“A man like that, Maxine…” she breathes, “he’s a keeper.”
Her lips curve into a sly, wicked grin.
Their words wrap around me like a net, tugging, tightening, pulling me into something I don’t know how to carry. I press a trembling hand to my mouth, a sound breaking free — something between a sob and a gasp, raw and guttural and shaking.
Again, Sophia crosses my mind. She’s always on my mind. I wish she were here to see this, to know that not every man is a monster. I wish she could see that sometimes — just sometimes — a man can love you so much it terrifies you.
I squeeze my eyes shut, body curling forward as the weight of it crushes me. This isn’t the light, fluttery love the books talk about. This is a devouring love. An unstoppable, merciless, unapologetic force.
And the scariest part? I know I’ll never come back from it. There’s no going back to the girl I was before Saxon North carved himself into my bones.
I am his now. And he…is mine.
60
SAXON
The clock on the wall clicks louder than it should. The chair’s uncomfortable. The room’s too beige. There’s a plant in the corner that’s definitely fake. I’m tempted to ask about it, just to fill the space. But I keep my mouth shut.
Across from me, the woman watches — legs crossed, pen poised but not moving, eyes locked on me like she’s got nowhere else to be.
She always lets our sessions run long. She never watches the clock. It’s like she’s feeding on the unraveling, waiting for the next jagged piece of my story to fall out, even though she already knows how it ends.
She’s not here to fix me.

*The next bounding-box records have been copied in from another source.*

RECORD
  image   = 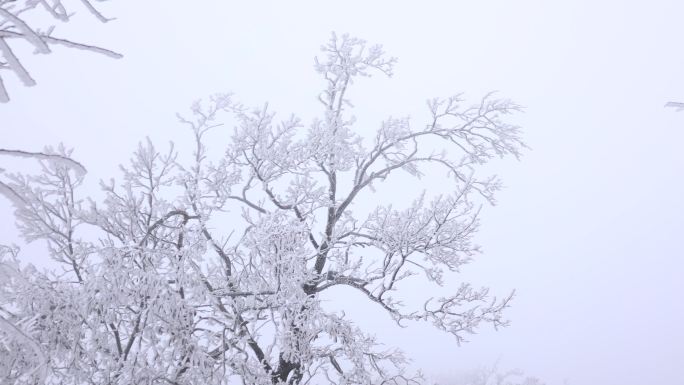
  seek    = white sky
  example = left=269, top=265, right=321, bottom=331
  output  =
left=0, top=0, right=684, bottom=385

She’s here to witness the slow-motion collapse. And we both know it.
“Tell me about her,” she says.
I shift in my seat. Jaw tight. Heart twitching like it still doesn’t know how to beat gently when anyone mentions her.
“Which part?”
“The part you can’t let go of.”
I stare at the window. The city moves on outside. Horns. Wind. Life.
Inside me? It’s still her. Alwaysher.I’ve tried to let go, but damn, it hurts.
“I used to dream about killing the men who touched her,” I say, voice flat. “Then I stopped dreaming and just… did it.”
The therapist doesn’t flinch. Points for her.
“But that’s not what keeps you up now,” she says. “Is it?”
“No.”
“What is it?”
I lean forward, elbows on my knees, hands locked together like they’re holding something back.
“It’s that I left her,” I whisper. “In Albania. I walked away from her when I should have stayed and saved her.”
“Why did you leave?”
“My job. I was called on assignment. By the time I could get back, she was already gone.”
My throat tightens at the memory, sharp and sudden, like a ghost’s hand wrapping around it. I don’t know why I can’t get past that fucking time in Albania.
I went back to there, desperate, frantic — clinging to the hope she was still alive. That maybe, just maybe, I could find her, get her out, pull her back from the jaws of the hell Kadri had thrown her into. But when I got there, she was gone. And Kadri? Vanished too. It would be many months before I caught up to him again.